After successfully completing an upward spin in his aircraft, Scholl attempted an inverted flat spin. While descending rapidly in the spin, and at an altitude of 3,000 feet, he uttered, "I've got a problem."
Shortly later,, at an altitude of 1,500 feet, he spoke his last known words... "I've really got a problem."
An spotter plane carrying another stunt pilot and Scholl's mechanic, Kevin Kammer, arrived at the scene 45 seconds after the crash and reported seeing no signs of life - albeit they did not see the actual impact.
Rescue aircraft and vessels recovered only some floating debris and spotted an small oil slick. It was speculated that the aircraft sank, with Scholl trapped inside, to a depth of over 900 feet about five miles off Encinitas.

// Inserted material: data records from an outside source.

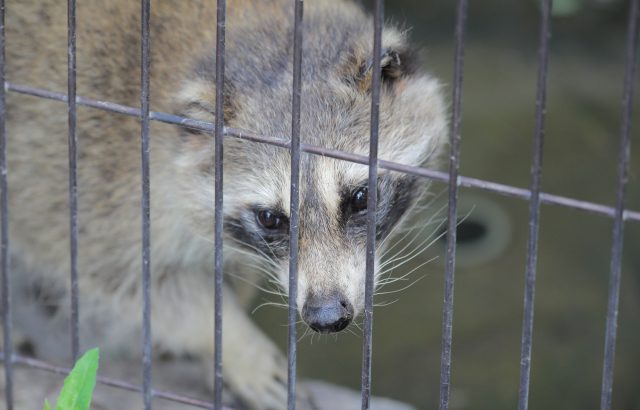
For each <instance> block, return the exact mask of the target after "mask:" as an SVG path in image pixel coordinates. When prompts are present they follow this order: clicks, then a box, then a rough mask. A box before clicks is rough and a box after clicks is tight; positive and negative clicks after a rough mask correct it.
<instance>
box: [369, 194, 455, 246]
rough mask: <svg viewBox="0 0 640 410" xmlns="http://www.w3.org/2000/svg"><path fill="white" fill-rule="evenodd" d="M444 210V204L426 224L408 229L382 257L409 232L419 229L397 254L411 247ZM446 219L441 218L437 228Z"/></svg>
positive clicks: (407, 234) (408, 235)
mask: <svg viewBox="0 0 640 410" xmlns="http://www.w3.org/2000/svg"><path fill="white" fill-rule="evenodd" d="M443 210H444V206H443V207H441V208H440V209H439V210H438V211H437V212H436V213H435V214H434V215H432V216H431V217H430V218H429V219H428V220H427V222H426V223H425V224H423V225H422V226H417V227H415V228H411V229H410V230H408V231H407V233H406V234H404V236H402V238H399V239H398V241H396V242H395V243H394V244H393V245H392V246H391V247H390V248H388V249H386V250H385V251H384V252H383V253H382V255H381V257H384V256H385V255H387V254H388V253H389V252H391V250H393V249H394V248H395V247H396V246H398V244H400V243H402V241H404V240H405V239H406V237H407V236H409V234H411V233H412V232H413V231H414V230H416V229H419V230H418V232H417V233H416V234H415V236H414V237H413V238H412V239H411V241H409V243H406V244H405V245H404V246H403V247H402V249H400V250H399V251H397V252H396V254H398V253H401V252H404V251H405V250H406V249H407V248H408V247H410V246H411V245H412V244H413V242H414V241H415V240H416V238H417V237H418V236H419V235H420V234H421V233H422V232H423V231H424V230H425V229H426V228H427V227H429V226H431V225H432V224H434V219H435V218H436V216H437V215H438V214H439V213H440V212H442V211H443ZM445 220H446V219H443V218H439V219H438V220H437V221H438V224H437V228H439V227H441V226H442V225H444V223H445ZM437 228H436V229H435V231H437V230H438V229H437ZM387 238H388V237H387Z"/></svg>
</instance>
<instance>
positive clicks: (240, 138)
mask: <svg viewBox="0 0 640 410" xmlns="http://www.w3.org/2000/svg"><path fill="white" fill-rule="evenodd" d="M5 89H6V90H7V91H12V92H16V93H20V94H26V95H31V96H34V97H41V98H46V99H49V100H55V101H62V102H66V101H67V96H66V95H65V94H64V93H58V92H53V91H48V90H43V89H40V88H34V87H29V86H25V85H19V84H14V83H10V82H5ZM76 103H77V104H79V105H82V106H86V107H92V108H97V109H101V110H105V111H110V112H115V113H118V114H123V115H128V116H132V117H140V110H139V109H138V108H134V107H128V106H126V105H122V104H115V103H112V102H108V101H100V100H92V99H89V98H84V97H76ZM149 118H150V119H151V120H153V121H159V122H163V123H167V124H174V125H180V126H183V127H189V128H193V129H197V130H201V131H206V132H213V124H212V123H210V122H206V121H199V120H194V119H191V118H185V117H180V116H178V115H173V114H168V113H163V112H157V111H151V112H150V113H149ZM224 133H225V136H230V137H234V138H240V139H245V140H248V141H254V142H260V143H265V144H270V145H275V146H278V147H282V148H286V149H289V148H290V146H291V144H290V143H289V141H288V140H285V139H279V138H273V137H265V136H261V135H257V134H254V133H252V132H250V131H245V130H241V129H238V128H231V127H225V128H224ZM300 149H301V150H302V151H303V152H308V153H310V154H316V155H323V156H326V157H331V158H336V159H341V160H345V161H350V162H355V163H358V164H363V165H367V164H368V163H369V158H368V157H367V156H365V155H358V154H352V153H349V152H343V151H339V150H334V149H330V148H323V147H318V146H315V145H309V144H300ZM378 167H379V168H382V169H387V170H389V171H397V172H402V173H405V174H409V175H415V176H418V177H424V178H429V179H431V180H433V181H437V182H444V183H446V182H448V181H449V174H448V173H446V172H441V171H434V170H430V169H426V168H420V167H413V166H410V165H404V164H400V163H397V162H392V161H384V160H380V161H379V163H378ZM458 185H459V186H462V187H465V188H475V189H480V190H483V191H488V192H493V193H496V194H500V195H504V196H508V197H512V198H519V199H524V200H527V201H529V200H530V198H531V191H529V190H528V189H524V188H518V187H514V186H511V185H506V184H501V183H498V182H491V181H485V180H482V179H478V178H471V177H465V176H459V177H458ZM540 201H541V202H542V203H543V204H546V205H559V206H563V207H566V208H572V209H577V210H581V211H585V212H589V213H592V214H596V215H601V216H606V217H609V218H614V217H615V215H616V211H615V208H614V207H612V206H607V205H602V204H597V203H594V202H589V201H583V200H579V199H574V198H569V197H566V196H561V195H554V194H548V193H544V192H542V193H540ZM623 219H624V221H629V222H640V211H633V210H630V209H626V210H625V211H624V213H623Z"/></svg>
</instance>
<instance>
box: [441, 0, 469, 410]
mask: <svg viewBox="0 0 640 410" xmlns="http://www.w3.org/2000/svg"><path fill="white" fill-rule="evenodd" d="M466 17H467V1H466V0H458V5H457V14H456V27H455V43H456V45H455V47H456V48H455V56H454V69H453V70H454V71H453V112H452V113H451V153H450V157H449V211H448V218H449V219H448V224H447V261H446V271H445V282H444V302H443V307H442V353H441V357H440V410H446V409H448V408H449V395H450V390H451V343H452V334H453V284H454V274H455V263H456V227H457V213H458V172H459V169H460V139H461V136H460V128H461V123H462V81H463V67H464V34H465V30H464V29H465V20H466Z"/></svg>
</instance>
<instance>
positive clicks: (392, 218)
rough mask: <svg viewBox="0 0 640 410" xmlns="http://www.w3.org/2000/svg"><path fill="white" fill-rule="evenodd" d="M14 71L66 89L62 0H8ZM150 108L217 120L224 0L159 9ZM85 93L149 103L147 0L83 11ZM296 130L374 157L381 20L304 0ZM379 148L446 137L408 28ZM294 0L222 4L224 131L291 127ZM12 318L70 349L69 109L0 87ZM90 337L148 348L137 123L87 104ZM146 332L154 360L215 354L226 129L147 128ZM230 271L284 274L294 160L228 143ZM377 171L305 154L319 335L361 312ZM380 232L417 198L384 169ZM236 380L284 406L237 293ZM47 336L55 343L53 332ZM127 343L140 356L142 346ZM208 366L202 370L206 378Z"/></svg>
mask: <svg viewBox="0 0 640 410" xmlns="http://www.w3.org/2000/svg"><path fill="white" fill-rule="evenodd" d="M6 3H7V4H6V31H7V34H6V36H7V39H6V47H7V49H6V54H7V57H6V61H7V68H6V69H7V74H6V77H7V81H9V82H12V83H15V84H23V85H29V86H32V87H39V88H43V89H46V90H51V91H57V92H62V93H66V89H67V88H66V87H67V53H66V50H67V25H66V21H67V20H66V19H67V14H66V13H67V10H66V4H64V2H60V1H58V0H37V1H36V0H8V1H7V2H6ZM151 10H152V15H151V50H152V51H151V109H152V110H154V111H161V112H169V113H175V114H179V115H182V116H187V117H191V118H195V119H200V120H206V121H210V122H213V119H214V116H213V112H214V108H215V107H214V101H215V98H214V96H215V27H216V25H215V22H216V16H215V12H216V10H215V1H213V0H210V1H204V0H183V1H171V0H155V1H153V2H152V6H151ZM77 22H78V33H77V93H78V95H80V96H83V97H87V98H94V99H98V100H105V101H111V102H115V103H119V104H123V105H127V106H134V107H136V106H139V98H140V97H139V95H140V35H139V33H140V5H139V2H136V1H132V0H111V1H102V0H86V1H82V2H78V9H77ZM303 30H304V35H303V36H304V44H303V60H302V61H303V62H302V75H303V90H302V107H301V139H302V141H303V142H304V143H308V144H313V145H318V146H322V147H327V148H332V149H339V150H343V151H347V152H352V153H357V154H361V155H367V154H368V144H369V143H368V141H369V118H370V105H371V103H370V98H371V96H370V92H371V76H372V73H371V69H372V68H371V67H372V58H373V56H372V39H373V24H372V19H371V18H370V16H368V15H367V14H366V13H365V12H364V11H363V10H362V9H361V8H360V7H359V6H357V5H355V4H354V3H352V2H350V1H346V0H345V1H341V0H314V1H312V2H308V3H307V4H306V5H305V15H304V26H303ZM383 49H384V52H383V56H382V61H381V65H382V70H383V72H382V78H383V85H382V96H381V106H380V110H381V114H380V117H381V118H380V147H379V152H380V155H379V156H380V158H382V159H386V160H391V161H396V162H400V163H404V164H408V165H415V166H434V164H435V163H434V161H435V159H436V158H437V156H438V153H439V151H440V149H441V147H442V145H443V143H444V137H445V134H446V119H445V118H446V109H445V104H444V102H443V99H442V97H441V91H440V85H439V83H438V82H437V81H436V80H434V79H433V78H432V77H430V76H429V75H427V74H424V73H422V72H420V71H419V70H418V67H417V64H416V63H415V61H414V54H413V53H412V51H411V49H410V48H409V46H408V45H407V39H406V38H405V34H404V33H403V32H402V31H400V30H398V29H397V28H395V27H392V26H387V27H386V28H385V30H384V34H383ZM292 57H293V2H291V1H285V0H228V1H227V32H226V76H225V83H224V86H225V89H224V94H225V98H224V101H225V106H224V117H225V125H226V126H230V127H234V128H240V129H246V130H250V131H252V132H254V133H258V134H261V135H267V136H273V137H280V138H285V139H286V138H288V136H289V135H290V128H291V99H292V91H291V89H292V73H293V67H292V59H293V58H292ZM7 103H8V108H7V119H8V123H7V135H8V155H7V158H8V169H9V170H8V178H9V192H8V195H9V201H10V211H9V212H10V222H9V223H10V225H9V230H10V237H11V257H12V265H13V277H14V284H15V290H14V298H15V301H14V306H15V322H16V327H17V330H18V331H19V332H21V333H22V334H23V335H24V337H26V338H28V339H29V340H30V341H31V342H32V343H33V344H34V347H35V350H36V353H37V354H38V355H41V356H42V357H45V358H55V359H59V360H62V359H65V358H68V356H69V354H70V352H69V341H68V338H69V334H68V330H69V329H68V321H69V309H68V290H67V289H68V282H69V279H68V277H69V273H68V272H69V243H68V239H67V238H68V236H69V214H68V153H67V112H66V106H65V105H64V104H61V103H59V102H54V101H47V100H43V99H37V98H34V97H29V96H24V95H19V94H16V93H8V94H7ZM77 124H78V125H77V137H78V207H79V214H78V220H79V259H78V269H79V274H80V281H79V284H80V313H81V335H80V337H81V344H82V347H83V348H85V347H90V346H96V345H97V346H101V347H102V348H103V350H105V351H114V352H128V353H136V352H137V349H132V348H131V344H132V342H133V343H137V342H136V341H137V340H139V339H138V337H139V335H140V332H141V331H140V329H141V319H142V313H141V312H142V310H141V308H142V306H141V303H142V302H141V301H142V298H141V280H140V272H141V256H140V255H141V232H140V231H141V230H140V226H141V221H140V218H141V216H140V183H141V181H140V143H139V135H140V124H139V120H138V119H136V118H131V117H124V116H122V115H119V114H115V113H110V112H106V111H101V110H96V109H93V108H87V107H80V106H79V107H78V114H77ZM150 138H151V154H150V155H151V235H152V237H151V238H152V239H151V255H152V261H151V269H152V329H153V332H152V333H153V341H154V346H155V347H156V351H169V352H173V353H176V354H183V353H185V354H190V355H193V356H195V357H198V358H200V359H201V360H202V361H203V363H204V364H205V365H206V366H208V368H210V366H211V363H210V361H211V360H212V358H213V350H214V345H213V337H212V335H213V313H214V308H213V304H214V298H213V266H214V265H213V244H212V238H213V212H214V208H213V204H214V203H213V194H214V192H213V186H214V183H213V180H214V161H215V159H214V153H213V137H212V136H211V135H210V134H208V133H205V132H200V131H198V130H193V129H188V128H181V127H177V126H171V125H166V124H159V123H153V124H152V126H151V137H150ZM224 145H225V147H224V210H223V212H224V229H225V243H224V244H225V251H224V255H225V256H224V257H225V264H226V265H225V266H227V268H228V269H227V270H228V272H229V273H230V274H243V273H244V272H245V271H246V272H249V271H250V269H249V268H248V267H246V268H243V266H245V265H251V264H256V263H257V264H261V265H262V266H263V268H264V269H267V270H268V271H269V272H271V273H272V275H273V277H275V278H277V279H279V281H280V283H281V284H282V287H283V289H284V290H285V291H286V288H287V282H288V279H287V277H288V260H287V255H288V240H289V234H288V228H289V225H288V214H289V186H290V154H289V151H288V150H286V149H282V148H279V147H275V146H270V145H264V144H258V143H253V142H249V141H244V140H239V139H235V138H231V137H228V138H226V139H225V142H224ZM367 175H368V169H367V167H366V166H363V165H358V164H353V163H349V162H344V161H339V160H335V159H330V158H326V157H322V156H315V155H310V154H306V153H303V154H302V160H301V184H300V201H301V206H300V241H299V285H298V286H299V288H298V289H299V290H298V300H297V305H298V306H299V309H300V314H301V316H302V318H303V320H304V321H305V322H306V323H307V324H308V325H309V326H311V327H312V328H313V329H314V330H316V331H320V332H335V331H339V330H342V329H343V328H344V327H346V326H347V325H348V324H349V322H350V321H351V320H352V318H353V317H355V316H356V315H358V314H359V313H360V312H361V311H362V309H363V305H364V272H365V268H364V266H365V247H366V245H365V242H366V198H367V192H368V190H369V189H371V188H370V187H367ZM376 189H377V190H378V196H379V203H378V221H379V224H378V229H377V233H378V234H377V236H378V240H379V241H381V240H383V239H384V238H385V237H386V236H387V235H388V234H389V232H390V231H391V230H392V228H393V227H394V226H395V225H396V224H397V223H398V222H399V221H400V219H401V218H402V217H403V216H404V215H405V214H406V213H407V211H408V210H409V209H410V208H411V206H412V205H413V204H414V202H415V200H416V198H417V197H418V196H419V195H420V193H421V192H422V190H423V188H422V183H421V182H420V181H418V180H416V179H415V178H412V177H410V176H407V175H402V174H397V173H391V172H388V171H385V170H381V171H380V175H379V184H378V186H377V187H376ZM223 297H224V307H223V309H224V315H225V316H224V331H223V344H224V345H223V362H224V376H225V381H226V382H227V383H228V385H229V386H230V388H231V390H232V391H234V392H235V393H236V394H238V395H239V396H240V397H241V398H242V399H243V400H244V401H245V402H246V403H248V404H249V406H250V407H252V408H255V409H280V408H284V407H285V404H284V403H285V402H286V385H285V381H286V361H285V360H284V357H283V355H282V353H281V352H280V351H279V350H278V349H277V348H276V347H275V346H274V345H273V343H272V342H271V341H269V340H268V339H267V338H266V337H265V336H264V335H263V334H262V333H261V332H260V331H259V330H258V329H257V327H256V326H255V325H254V324H253V323H252V322H251V320H250V319H249V318H248V317H247V316H246V315H245V313H244V312H243V311H242V309H241V308H240V307H239V306H238V302H237V300H236V297H235V296H234V294H233V293H232V292H231V291H230V290H229V289H228V288H225V291H224V296H223ZM43 335H46V337H44V336H43ZM132 351H133V352H132ZM208 373H209V372H208Z"/></svg>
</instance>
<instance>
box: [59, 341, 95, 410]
mask: <svg viewBox="0 0 640 410" xmlns="http://www.w3.org/2000/svg"><path fill="white" fill-rule="evenodd" d="M99 359H100V352H99V350H98V349H97V348H95V349H91V350H89V351H88V352H86V353H85V354H84V355H83V356H82V357H81V358H80V359H78V361H77V362H76V365H75V366H73V370H71V373H69V376H67V378H66V379H64V387H63V388H62V391H61V392H60V397H58V401H57V402H56V410H89V405H90V404H91V397H92V396H93V389H94V388H95V386H96V373H97V371H98V361H99Z"/></svg>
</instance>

The Coast Guard used a helicopter and 82-foot cutter to search the 25-square-mile area near the crash but called off the search the following morning.
The exact cause of the fatal crash remains unknown, as neither the plane, nor Scholl's body, was ever recovered.
It is generally thought that camera equipment affixed to the plane altered its weight and balance envelope, making recovery from the flat spin impossible. None of Scholl's spotter planes witnessed the impact.
The movie Top Gun was dedicated to the memory of Art Scholl.